Seminário reúne representantes de governos e empresas
A outorga do direito de uso dos recursos hídricos e
a cobrança pela utilização da água foram os principais assuntos em
discussão no segundo dia do Seminário Legislativo "Águas de Minas
II", nesta terça-feira (2/7/2002), no Plenário da Assembléia
Legislativa de Minas Gerais. A mesa de debates reuniu integrantes de
órgãos técnicos, que defendem a cobrança, e representantes de
entidades classistas de grandes consumidores, que terão de pagar
pelo uso da água.
A cobrança pelo uso da água está prevista na Lei
Federal 9.433/97, que instituiu a Política Nacional de Recursos
Hídricos e criou o Sistema Nacional de Gerenciamento das Águas. Esse
sistema é composto por comitês de bacias, agências de águas,
conselhos estaduais e nacional de recursos hídricos e Agência
Nacional das Águas (ANA). De acordo com essa lei, cada bacia
hidrográfica tem que criar um comitê, com a participação de
governos, grandes usuários e representantes da sociedade.

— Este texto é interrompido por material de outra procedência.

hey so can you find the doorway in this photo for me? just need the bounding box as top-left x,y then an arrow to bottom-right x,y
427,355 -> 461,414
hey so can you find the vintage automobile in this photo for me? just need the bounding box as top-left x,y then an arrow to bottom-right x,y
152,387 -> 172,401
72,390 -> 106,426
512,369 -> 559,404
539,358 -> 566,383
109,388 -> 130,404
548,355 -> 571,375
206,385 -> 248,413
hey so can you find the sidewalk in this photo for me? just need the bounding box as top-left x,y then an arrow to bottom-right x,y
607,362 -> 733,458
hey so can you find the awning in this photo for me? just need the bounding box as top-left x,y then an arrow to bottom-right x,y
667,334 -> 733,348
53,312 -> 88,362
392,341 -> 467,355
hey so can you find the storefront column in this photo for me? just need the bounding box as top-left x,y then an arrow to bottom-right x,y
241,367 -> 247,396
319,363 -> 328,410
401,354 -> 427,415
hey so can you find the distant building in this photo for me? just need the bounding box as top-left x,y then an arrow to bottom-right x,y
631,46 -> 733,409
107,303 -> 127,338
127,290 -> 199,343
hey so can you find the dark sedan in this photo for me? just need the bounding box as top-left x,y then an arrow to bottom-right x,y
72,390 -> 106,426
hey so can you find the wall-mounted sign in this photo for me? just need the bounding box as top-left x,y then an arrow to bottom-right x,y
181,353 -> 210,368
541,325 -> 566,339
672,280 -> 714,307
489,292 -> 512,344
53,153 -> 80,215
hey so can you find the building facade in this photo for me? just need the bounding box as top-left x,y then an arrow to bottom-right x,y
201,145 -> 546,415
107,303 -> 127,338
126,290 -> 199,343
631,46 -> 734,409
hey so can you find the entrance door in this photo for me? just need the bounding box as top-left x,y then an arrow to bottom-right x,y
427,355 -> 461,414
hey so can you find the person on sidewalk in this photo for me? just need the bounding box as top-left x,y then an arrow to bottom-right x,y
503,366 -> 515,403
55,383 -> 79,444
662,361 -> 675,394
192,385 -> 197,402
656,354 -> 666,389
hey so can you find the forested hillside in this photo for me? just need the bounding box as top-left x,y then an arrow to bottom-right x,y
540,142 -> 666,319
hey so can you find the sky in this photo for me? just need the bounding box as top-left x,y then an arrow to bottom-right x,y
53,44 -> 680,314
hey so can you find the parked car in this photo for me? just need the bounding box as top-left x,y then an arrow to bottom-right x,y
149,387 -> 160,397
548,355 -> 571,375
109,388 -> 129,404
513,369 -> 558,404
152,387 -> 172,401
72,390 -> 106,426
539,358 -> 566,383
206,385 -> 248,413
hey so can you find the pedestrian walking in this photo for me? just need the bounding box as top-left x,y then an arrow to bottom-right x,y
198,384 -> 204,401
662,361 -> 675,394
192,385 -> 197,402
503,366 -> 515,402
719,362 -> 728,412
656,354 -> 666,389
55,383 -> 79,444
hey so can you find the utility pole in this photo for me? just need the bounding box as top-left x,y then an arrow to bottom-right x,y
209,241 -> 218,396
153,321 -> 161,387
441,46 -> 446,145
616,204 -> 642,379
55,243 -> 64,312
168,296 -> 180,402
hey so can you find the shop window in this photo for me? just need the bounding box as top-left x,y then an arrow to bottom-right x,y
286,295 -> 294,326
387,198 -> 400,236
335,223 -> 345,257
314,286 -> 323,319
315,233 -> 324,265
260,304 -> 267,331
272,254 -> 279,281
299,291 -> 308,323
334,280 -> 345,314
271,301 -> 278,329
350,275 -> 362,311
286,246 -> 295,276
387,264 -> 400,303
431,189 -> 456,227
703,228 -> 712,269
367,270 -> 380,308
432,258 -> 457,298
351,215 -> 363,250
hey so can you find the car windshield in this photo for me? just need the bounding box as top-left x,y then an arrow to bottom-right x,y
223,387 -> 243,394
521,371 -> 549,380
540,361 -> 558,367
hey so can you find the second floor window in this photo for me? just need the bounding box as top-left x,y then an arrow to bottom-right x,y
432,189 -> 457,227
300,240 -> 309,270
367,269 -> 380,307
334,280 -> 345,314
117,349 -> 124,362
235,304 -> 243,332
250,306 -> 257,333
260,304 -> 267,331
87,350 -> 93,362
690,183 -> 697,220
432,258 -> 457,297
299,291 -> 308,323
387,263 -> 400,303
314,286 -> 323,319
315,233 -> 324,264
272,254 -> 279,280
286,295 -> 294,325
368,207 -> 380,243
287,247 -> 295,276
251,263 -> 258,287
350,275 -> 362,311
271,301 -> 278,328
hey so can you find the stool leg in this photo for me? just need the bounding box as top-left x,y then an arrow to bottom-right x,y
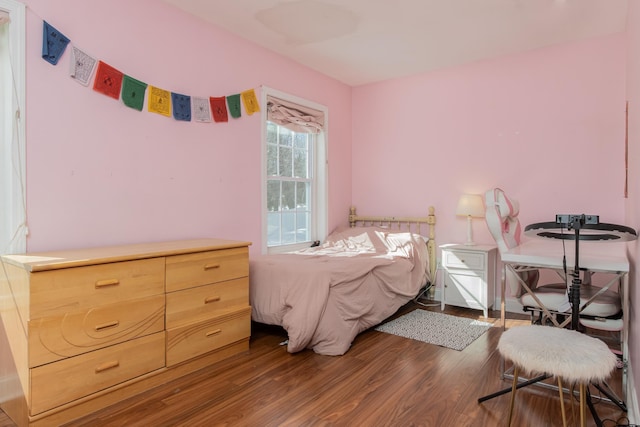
507,366 -> 519,427
557,377 -> 567,427
579,383 -> 586,427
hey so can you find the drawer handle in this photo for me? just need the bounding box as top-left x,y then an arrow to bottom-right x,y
204,296 -> 221,304
95,279 -> 120,288
95,360 -> 120,373
95,320 -> 120,331
205,329 -> 222,337
204,263 -> 221,270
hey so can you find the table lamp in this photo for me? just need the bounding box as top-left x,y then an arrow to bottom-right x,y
456,194 -> 485,245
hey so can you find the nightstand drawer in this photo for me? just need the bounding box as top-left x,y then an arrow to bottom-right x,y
165,247 -> 249,292
442,250 -> 485,270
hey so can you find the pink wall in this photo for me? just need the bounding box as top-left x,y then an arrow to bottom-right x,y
352,34 -> 626,250
626,0 -> 640,415
22,0 -> 352,254
352,31 -> 633,408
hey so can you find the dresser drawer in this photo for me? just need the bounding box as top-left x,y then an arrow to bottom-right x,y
165,247 -> 249,292
442,250 -> 485,270
29,294 -> 166,367
166,307 -> 251,366
30,258 -> 165,318
166,277 -> 248,329
30,331 -> 165,415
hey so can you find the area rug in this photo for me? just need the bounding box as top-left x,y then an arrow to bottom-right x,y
375,310 -> 494,351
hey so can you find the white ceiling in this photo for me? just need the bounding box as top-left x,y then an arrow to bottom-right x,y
161,0 -> 628,86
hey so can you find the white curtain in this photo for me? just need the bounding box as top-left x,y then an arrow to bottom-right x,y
0,1 -> 26,255
266,95 -> 325,134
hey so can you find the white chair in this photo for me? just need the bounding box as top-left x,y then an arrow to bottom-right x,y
484,188 -> 622,328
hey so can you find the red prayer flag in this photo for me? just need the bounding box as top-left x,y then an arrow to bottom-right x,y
93,61 -> 123,100
209,96 -> 228,122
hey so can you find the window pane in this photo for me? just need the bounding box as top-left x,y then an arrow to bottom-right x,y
267,213 -> 281,246
296,212 -> 309,241
279,146 -> 292,177
267,144 -> 277,176
281,212 -> 295,244
266,122 -> 277,144
279,127 -> 292,147
281,181 -> 295,210
296,181 -> 309,209
294,133 -> 307,149
267,180 -> 281,211
293,148 -> 308,178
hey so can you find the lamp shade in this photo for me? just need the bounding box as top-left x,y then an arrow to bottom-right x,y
456,194 -> 485,218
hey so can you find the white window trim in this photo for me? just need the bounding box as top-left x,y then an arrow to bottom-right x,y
260,86 -> 328,254
1,0 -> 26,254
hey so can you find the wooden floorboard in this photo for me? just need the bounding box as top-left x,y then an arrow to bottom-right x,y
0,303 -> 629,426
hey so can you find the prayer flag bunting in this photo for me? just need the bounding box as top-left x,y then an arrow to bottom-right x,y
69,46 -> 97,86
227,94 -> 242,119
121,75 -> 148,111
210,96 -> 228,122
171,92 -> 191,121
241,89 -> 260,115
192,97 -> 212,123
148,85 -> 172,117
43,18 -> 263,128
42,21 -> 70,65
93,61 -> 123,100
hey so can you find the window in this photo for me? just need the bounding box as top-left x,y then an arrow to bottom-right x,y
261,87 -> 328,254
0,0 -> 26,255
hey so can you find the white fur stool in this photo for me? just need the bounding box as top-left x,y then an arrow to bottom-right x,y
498,325 -> 617,427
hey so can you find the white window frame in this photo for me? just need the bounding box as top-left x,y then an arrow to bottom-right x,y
0,0 -> 26,255
260,86 -> 328,254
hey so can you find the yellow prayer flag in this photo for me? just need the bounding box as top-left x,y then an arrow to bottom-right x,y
148,85 -> 172,117
241,89 -> 260,116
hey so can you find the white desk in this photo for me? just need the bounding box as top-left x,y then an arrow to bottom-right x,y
499,237 -> 630,398
502,238 -> 630,273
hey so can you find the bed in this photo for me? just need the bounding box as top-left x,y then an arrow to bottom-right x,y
249,206 -> 437,356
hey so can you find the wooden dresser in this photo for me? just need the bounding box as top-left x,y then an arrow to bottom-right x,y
0,239 -> 251,427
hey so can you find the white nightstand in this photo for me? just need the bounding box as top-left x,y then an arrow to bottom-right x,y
440,243 -> 497,318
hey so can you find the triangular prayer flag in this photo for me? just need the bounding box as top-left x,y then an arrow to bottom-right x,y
93,61 -> 123,100
210,96 -> 228,123
192,97 -> 212,123
121,75 -> 148,111
69,46 -> 97,86
42,21 -> 70,65
171,92 -> 191,121
148,85 -> 172,117
241,89 -> 260,115
227,94 -> 242,119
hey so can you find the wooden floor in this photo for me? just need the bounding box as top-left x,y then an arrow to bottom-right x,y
0,303 -> 629,427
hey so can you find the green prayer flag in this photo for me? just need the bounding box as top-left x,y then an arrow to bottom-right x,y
122,75 -> 148,111
226,94 -> 242,119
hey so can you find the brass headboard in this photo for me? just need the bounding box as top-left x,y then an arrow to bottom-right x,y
348,206 -> 437,286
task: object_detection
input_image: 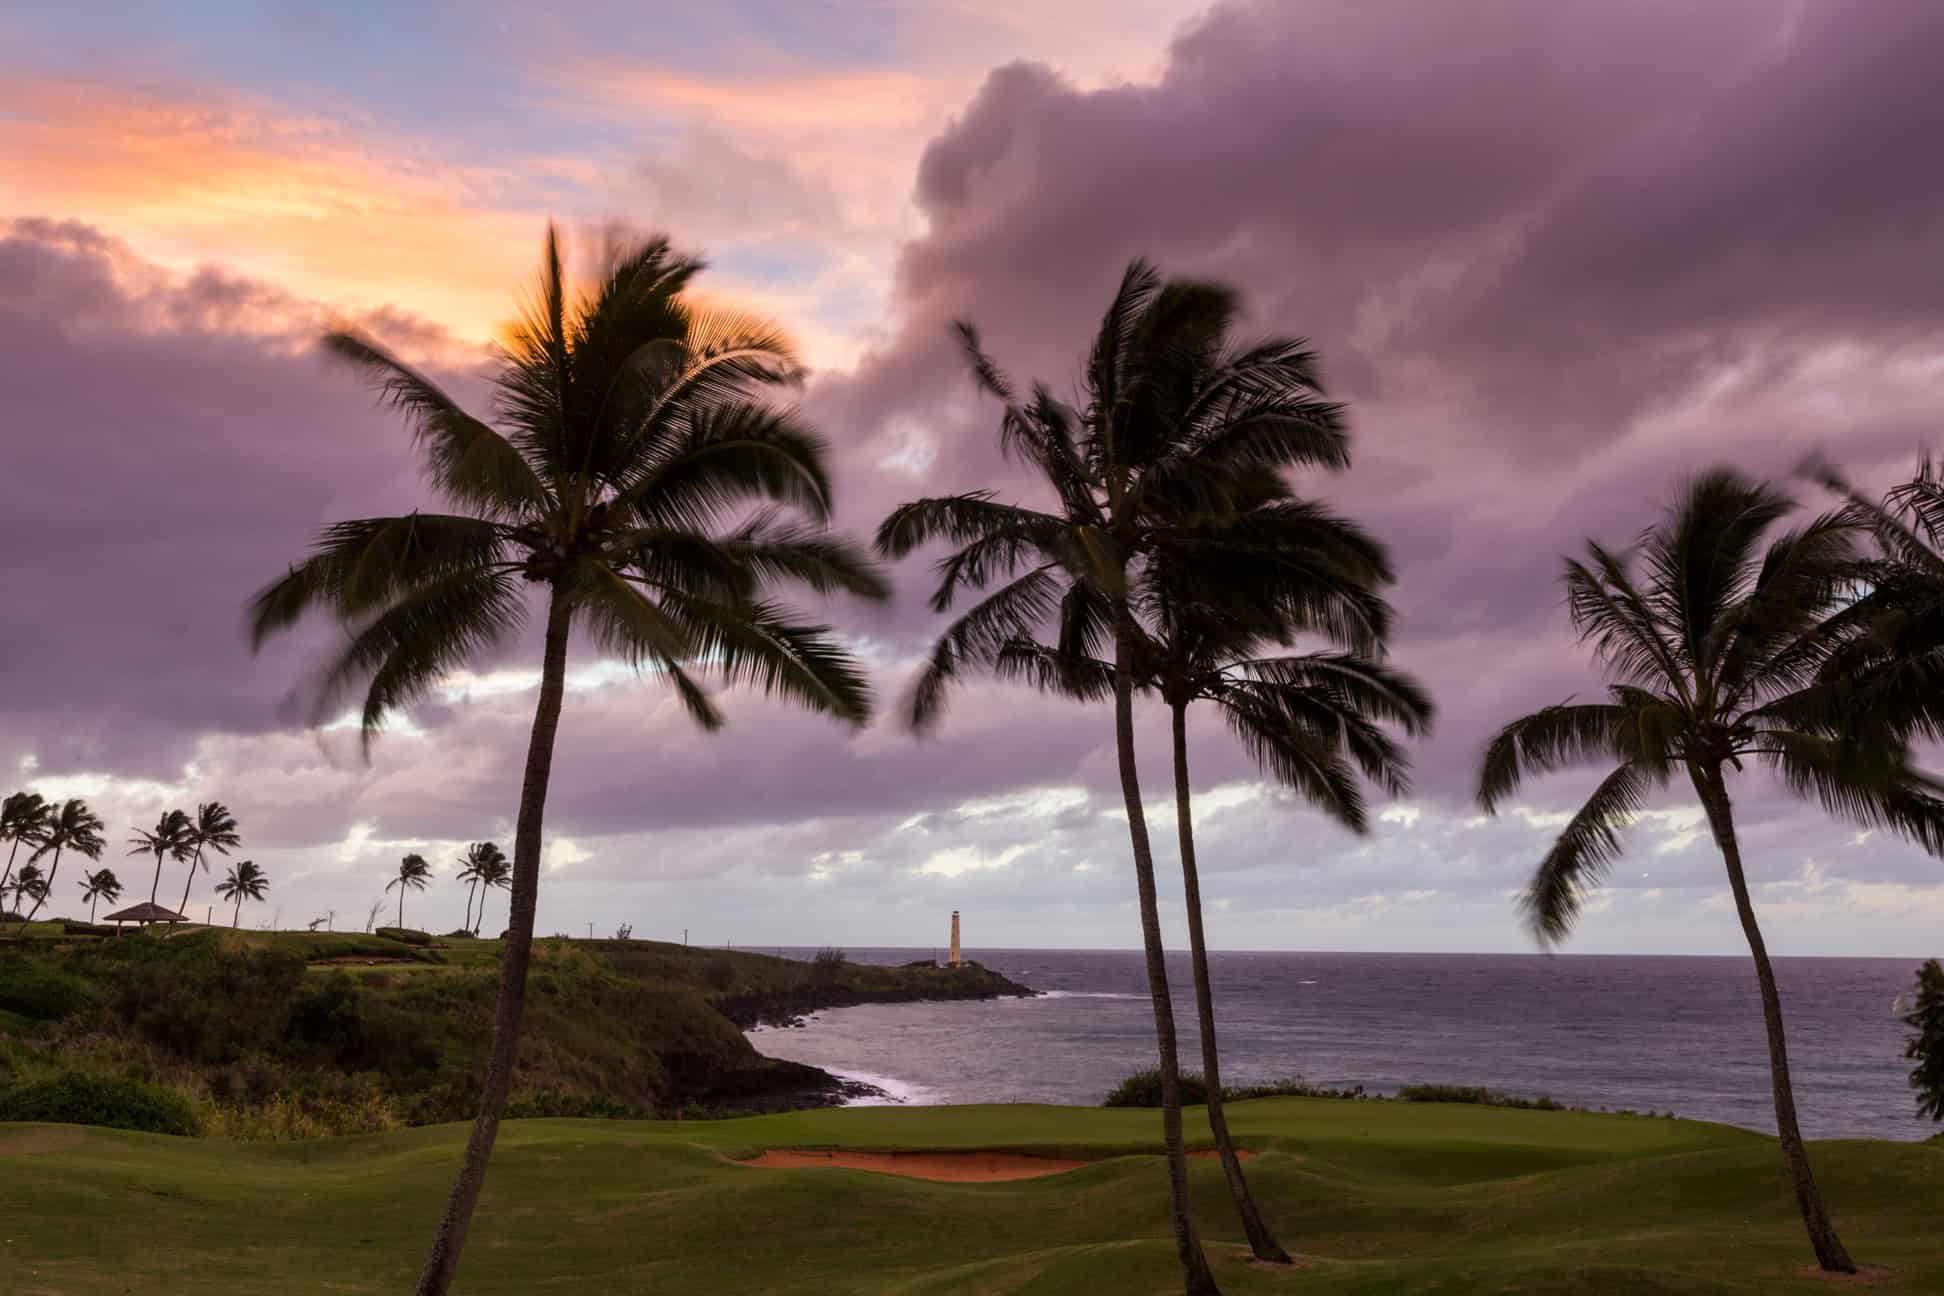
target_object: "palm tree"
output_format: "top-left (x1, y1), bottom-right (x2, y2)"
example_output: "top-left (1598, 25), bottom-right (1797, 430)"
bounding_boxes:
top-left (386, 853), bottom-right (432, 928)
top-left (25, 799), bottom-right (106, 925)
top-left (474, 850), bottom-right (512, 936)
top-left (176, 801), bottom-right (241, 922)
top-left (1476, 469), bottom-right (1944, 1274)
top-left (129, 810), bottom-right (193, 907)
top-left (1, 792), bottom-right (52, 916)
top-left (455, 842), bottom-right (504, 934)
top-left (7, 864), bottom-right (47, 925)
top-left (248, 224), bottom-right (884, 1295)
top-left (215, 860), bottom-right (269, 927)
top-left (79, 868), bottom-right (122, 922)
top-left (879, 261), bottom-right (1351, 1294)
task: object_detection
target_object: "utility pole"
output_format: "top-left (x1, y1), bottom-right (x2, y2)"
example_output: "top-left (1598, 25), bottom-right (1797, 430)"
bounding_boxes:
top-left (683, 928), bottom-right (688, 946)
top-left (587, 922), bottom-right (594, 940)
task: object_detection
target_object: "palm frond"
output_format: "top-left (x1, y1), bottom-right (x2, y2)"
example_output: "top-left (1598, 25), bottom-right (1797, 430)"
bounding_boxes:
top-left (1521, 761), bottom-right (1664, 945)
top-left (904, 565), bottom-right (1063, 732)
top-left (1477, 703), bottom-right (1637, 812)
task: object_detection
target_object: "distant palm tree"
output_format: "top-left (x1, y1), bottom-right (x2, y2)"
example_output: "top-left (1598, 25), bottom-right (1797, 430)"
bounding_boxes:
top-left (249, 224), bottom-right (884, 1296)
top-left (880, 262), bottom-right (1352, 1295)
top-left (387, 854), bottom-right (432, 929)
top-left (1, 791), bottom-right (52, 917)
top-left (129, 810), bottom-right (193, 907)
top-left (1477, 469), bottom-right (1944, 1274)
top-left (25, 799), bottom-right (106, 925)
top-left (474, 850), bottom-right (512, 936)
top-left (8, 864), bottom-right (47, 924)
top-left (176, 801), bottom-right (241, 923)
top-left (215, 860), bottom-right (269, 927)
top-left (455, 842), bottom-right (504, 934)
top-left (79, 868), bottom-right (122, 922)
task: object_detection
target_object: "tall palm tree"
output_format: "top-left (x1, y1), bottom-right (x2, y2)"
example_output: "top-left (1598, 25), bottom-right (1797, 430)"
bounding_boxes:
top-left (386, 853), bottom-right (432, 928)
top-left (25, 799), bottom-right (106, 925)
top-left (455, 842), bottom-right (504, 934)
top-left (1476, 469), bottom-right (1944, 1274)
top-left (249, 224), bottom-right (884, 1295)
top-left (474, 850), bottom-right (512, 936)
top-left (1, 792), bottom-right (52, 916)
top-left (176, 801), bottom-right (241, 923)
top-left (79, 868), bottom-right (122, 923)
top-left (129, 810), bottom-right (193, 907)
top-left (879, 261), bottom-right (1350, 1294)
top-left (215, 859), bottom-right (269, 927)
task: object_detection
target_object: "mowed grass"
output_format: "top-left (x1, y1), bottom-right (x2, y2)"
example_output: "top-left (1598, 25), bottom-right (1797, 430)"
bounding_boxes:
top-left (4, 1099), bottom-right (1939, 1294)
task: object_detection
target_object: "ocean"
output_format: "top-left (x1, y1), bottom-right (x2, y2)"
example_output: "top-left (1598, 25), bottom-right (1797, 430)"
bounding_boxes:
top-left (743, 948), bottom-right (1935, 1141)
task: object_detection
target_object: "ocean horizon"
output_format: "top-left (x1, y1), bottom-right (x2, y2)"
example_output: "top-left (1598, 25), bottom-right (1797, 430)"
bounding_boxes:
top-left (743, 947), bottom-right (1934, 1142)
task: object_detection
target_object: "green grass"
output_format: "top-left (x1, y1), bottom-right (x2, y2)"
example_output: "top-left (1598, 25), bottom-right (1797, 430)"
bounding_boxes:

É esse comitê quem decide sobre a outorga e a cobrança
pelo uso da água. A cobrança está sendo discutida porque a água
é um recurso precioso que se vem tornando cada vez mais escasso.
Atualmente, o consumidor paga apenas os custos de tratamento
e distribuição. Já a outorga é o direito de utilizar a água
de determinado rio durante um prazo estabelecido. Quem não cumprir
as metas estabelecidas pode ser punido com multa ou com a perda
da outorga. Em Minas, o Instituto de Gestão das Águas contabiliza
6.163 outorgas, número que tende a aumentar. Isso porque ainda
existem poucos comitês de bacias. O Estado, considerado a caixa
d água do Brasil, poderia ter 34 comitês, mas tem apenas 12 em
funcionamento e outros cinco em implantação.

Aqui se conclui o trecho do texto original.